Reyn drew Good Deeds, the blade singing softly as it cleared the sheath. "Stay alert."
They followed the blood trail lead by Venn whose instincts were overriding her emotional exhaustion. "Seems recent," she said, examining the consistency. "Whoever lost this much..."
"Won't be walking away," Jarek finished. “I think.”
The trail led to a copse of trees just beyond the barn. There, propped against an old oak, sat what had once been a man. His clothes, or what remained of them, told of prosperity: fine fabric, well-tailored, the kind of outfit worn by someone who expected to impress rather than survive.
He was still breathing, barely.
Venn rushed forward, dropping to her knees beside him.

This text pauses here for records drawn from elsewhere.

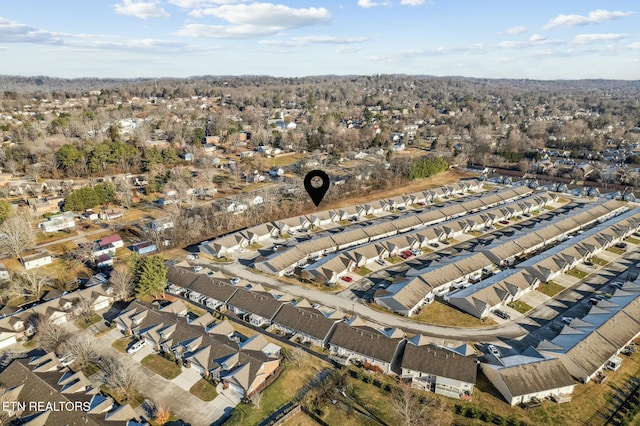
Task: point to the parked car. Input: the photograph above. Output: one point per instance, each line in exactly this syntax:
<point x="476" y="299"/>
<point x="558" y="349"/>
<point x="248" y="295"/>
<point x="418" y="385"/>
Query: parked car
<point x="494" y="351"/>
<point x="501" y="314"/>
<point x="136" y="347"/>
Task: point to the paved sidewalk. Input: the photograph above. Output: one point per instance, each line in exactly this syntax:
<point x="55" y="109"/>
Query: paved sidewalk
<point x="179" y="401"/>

Her hands glowed with the fain blue healing light as she assessed the damage. Claw marks raked across his chest, too deep to be survivable. Bite marks on his shoulder and arms. The same pattern as Lander, but worse. So much worse.
"You're going to be okay," she lied with the smooth practice of a healer who'd made that promise before, her voice kind and calm. "What happened?"
The dying man's eyes focused on her face. Something like recognition flickered there, followed by an expression Reyn knew too well. Shame. Embarrassment. The look of someone whose last thoughts were of humiliation rather than fear.
"It's..." He coughed, blood speckling his lips. "It's..."
"Shh," Venn soothed, pouring more healing energy into wounds that wouldn't hold it. Hopefully it would dull the pain. "Take your time. What happened?"
The man stared at her, and for a moment his expression shifted to something almost peaceful. "I don't... want to... talk about it."
Then he died.
The silence that followed was broken only by Venn's shaky breathing as she slowly closed the man's eyes.
"He said the same thing," Jarek said, his eyes wide in disbelief. "The same thing as that student."
Reyn studied the corpse. The wounds were savage. As if the beast had been playing rather than simply killing. The man's clothes were shredded to a level beyond shredded.
"Look," she said, pointing to the blood trail. It continued past where they'd found the body, leading deeper into the forest. Toward the old Millwright barn, but taking a winding path that suggested either the beast or its victim had been in no hurry.
Or had been engaged in some kind of chase.
"Whatever did this," Venn said, standing on unsteady legs, "it's not just an animal."
"No," Reyn agreed, hefting Good Deeds. "It's not."
The blood trail beckoned, a bloody invitation into whatever waited in the shadows between the trees. Behind them, the dead man's expensive clothes fluttered in a breeze that carried the scent of musk and something else. Something that made Reyn's instincts scream warnings her mind couldn't quite interpret.
"We should follow it," Venn said, though she looked like she wanted to do anything but.
"Yes," Reyn said. "You might consider staying back."
“No,” both Venn and Jarek said.
“Fine. Together then.”
As they moved toward the tree line, following the path of blood, none of them voiced what they were all thinking. Two victims now, both too embarrassed to speak of what had happened to them.
What kind of creature killed with shame?